Everybody knows Anne Frank, her diary, her thoughts. Everybody knows The Book Thief, Liesel and the protection she offered to Max, the Jew she protected from the Nazis and kept hidden in her house. Generally speaking, everybody knows about the horrors of Auschwitz, the food rations, the inhumane conditions, the smell of death all around. But this time it’s different. Because ‘The Tattooist of Auschwitz’ is about survival through love. A love that saves the soul in a pained body. A love that gives hope. A love that redeems.

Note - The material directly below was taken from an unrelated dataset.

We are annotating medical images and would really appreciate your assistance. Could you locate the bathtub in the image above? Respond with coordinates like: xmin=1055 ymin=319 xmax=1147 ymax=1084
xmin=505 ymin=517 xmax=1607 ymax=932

Lale, the young Slovakian who boarded the cattle trains to Auschwitz with the childish belief that his sacrifice would save his family, promises himself to do whatever it takes to survive. After a short period of forced labour, although not short enough to escape typhus, he recovers and is trained by Pepan, the Tattooist at that time. Although never fully at peace with the thought of hurting people of his own kind, Lale takes the job as a tattooist because of the feeble advantages it provided: more food (that he secretly shared with other prisoners), his own bed, and in his words ‘the opportunity of being one step further from death as compared to the other prisoners’. After Pepan is taken by the SS, Lale officially becomes ‘the Tattooist of Auschwitz’.
While giving identification numbers to a group of women deported to Auschwitz, his eyes meet Gita’s and that’s where it all begins. That’s when a space full of misery, typhus, starvation and death suddenly becomes temporary and bearable through love. That’s when surviving is no longer essential only for him, but for his loved one as well.
Of course every soul that’s been through the hell called Auschwitz had loved ones. Obviously, everybody loved somebody at home. But Lale and Gita’s love was born there. With the fear of not being alive five minutes later, with the luxury of sharing a bite of stolen chocolate, with the risk of kissing under a sniper shot. And that’s what makes it so special.
At times you, as a reader, dislike Lale. Because it seems, in the first part of the novel, at least, that he would become friends with the devil to save his own skin. After all, his vow to himself was to do whatever it takes to survive. Later on, you nonetheless realise that none of his actions are for his exclusive benefit. He discovers a way to obtain money and jewels that he would later trade for food, because, as he says ‘food is currency, it keeps you alive’. Everything he gets, he shares with the others. He cares for Gita’s safety more than he cares for his own. He protects her as much as he can, gets her to work in an office, restores her faith in the possibility of a shared future. As a reader, it is my firm conviction that Gita survived the horrors of the Holocaust due to Lale. At the beginning, she would only refer to herself as ‘prisoner number 34902’ stating that her life before the camp didn’t matter and a life after camp would not exist. In a space meant to put them to their knees as often as possible, the two rise together. In a space where even one word could get a bullet to your head, the two manage to make love. And plans for a future as free humans beings.
Their story is impressive to the point of tears. How they survived, how they escaped separately, how they were brought back together. The extra content written by Heather Morris, the testimonial of their son Gary and how they brought him up, every word written in the pages of this novel, everything is compelling and valuable to human existence as a whole. The Tattooist of Auschwitz is a must-read!